Problem #2: You need beta readers. Just as you shouldn’t diagnose a medical condition without a qualified physician, it’s unwise to diagnose a draft without outside readers. It’s way too easy to let your own ideas of what’s not working spin inside your brain, warping your sense of direction (here I imagine being blindfolded and trying to pin a tail on a donkey). The right beta readers can share specific feedback to orient your next steps. But instead of asking a beta reader what’s not working, you might ask:
What was most compelling to you in these pages? What did you want more of?
Which characters felt most believable?
Where did you feel the most emotionally invested?
How would you describe this book to someone else?
I appreciate the vulnerability in allowing anyone to read pages you, the writer, identify as problematic, but it’s simply too valuable to pass up.
Problem #3: There are too many voices in your head. Before you move forward with reaching out to those beta readers, a caveat: make sure they’re voices you trust. Whatever book you’re trying to write isn’t a book for everyone. It’s a book for a specific type of reader - a reader who enjoys the kind of stories you’re trying to write. While there is immense value in gathering feedback from a diverse range of readers, when plotting out revisions, I advise going to the readers most apt to connect with your goals for this particular project. Otherwise, you leave yourself open to a confusing set of feedback, some of which may be overly prescriptive or misaligned with your personal goals. Your job is to write the book you’re meant to write - not a book that fulfills every random person’s wish list.

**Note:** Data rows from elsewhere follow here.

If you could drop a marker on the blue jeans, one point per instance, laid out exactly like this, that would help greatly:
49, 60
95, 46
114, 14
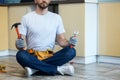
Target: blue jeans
47, 66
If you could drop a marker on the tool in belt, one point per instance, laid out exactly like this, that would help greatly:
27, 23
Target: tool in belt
41, 55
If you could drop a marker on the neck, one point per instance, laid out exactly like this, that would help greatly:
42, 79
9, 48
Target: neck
41, 11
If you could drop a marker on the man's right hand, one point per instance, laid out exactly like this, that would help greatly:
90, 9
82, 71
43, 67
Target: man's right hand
20, 44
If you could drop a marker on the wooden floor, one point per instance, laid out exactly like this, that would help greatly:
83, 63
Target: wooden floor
95, 71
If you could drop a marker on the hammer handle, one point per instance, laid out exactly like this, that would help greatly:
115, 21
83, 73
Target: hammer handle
18, 34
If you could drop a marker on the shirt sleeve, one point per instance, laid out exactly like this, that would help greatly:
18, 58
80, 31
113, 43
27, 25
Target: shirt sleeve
60, 27
23, 27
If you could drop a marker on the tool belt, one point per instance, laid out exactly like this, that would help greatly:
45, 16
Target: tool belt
41, 55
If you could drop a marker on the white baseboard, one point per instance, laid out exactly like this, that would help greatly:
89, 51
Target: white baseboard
109, 59
77, 59
12, 52
4, 52
84, 60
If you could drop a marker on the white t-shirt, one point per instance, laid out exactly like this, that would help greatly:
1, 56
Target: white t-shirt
41, 30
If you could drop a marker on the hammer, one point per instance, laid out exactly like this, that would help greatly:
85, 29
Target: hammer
17, 31
16, 28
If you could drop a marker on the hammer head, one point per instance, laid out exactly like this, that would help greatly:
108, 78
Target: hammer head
15, 25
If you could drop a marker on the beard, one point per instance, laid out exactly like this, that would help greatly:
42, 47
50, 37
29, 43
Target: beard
43, 5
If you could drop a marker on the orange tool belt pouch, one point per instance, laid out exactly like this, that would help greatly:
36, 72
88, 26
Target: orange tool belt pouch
41, 55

Problem #4: You haven’t defined what your story is really about. Novels are rarely about one thing, of course. That’s what makes them so exciting to read and write. You go in with one idea, an underlying theme perhaps, that grows branches across the course of the story, leading you to prod additional themes and topics. At the end of the day, however, a story can’t be about everything. And naming the most salient themes or messages is essential in keeping a story on track. Decide, how do you want your readers to feel after finishing your book? What do you want them to be thinking about? Here are some examples of salient messages:
This is a story about enduring friendship.
This is a story about defining right from wrong.
This is a story about keeping one’s word, even when it comes at a cost.
Without diagnosing a story’s shortcomings, revision can become an endless exercise in tinkering. Personally, I’d rather take the time to put my draft under the microscope before diving into the process. Here is where our shared lessons can act as a gift to fellow writers.
Comment below, what has worked well for you in the revision process? What do you wish you’d known earlier that you know now?
It is so hard to diagnose your own illness and your own book's problems. We live the stories we write. First, they are formed in our brains and we try to get the words on paper or a computer screen but they don't always match with our mind's eye. I find it valuable to get other's to read my work. I find it challenging to get those real honest opinions. I want someone to discect it and tell me what is not working and what is and where I need to add more and where I need to delete. I think so many of us struggle with this aspect. Keep writing and thinking!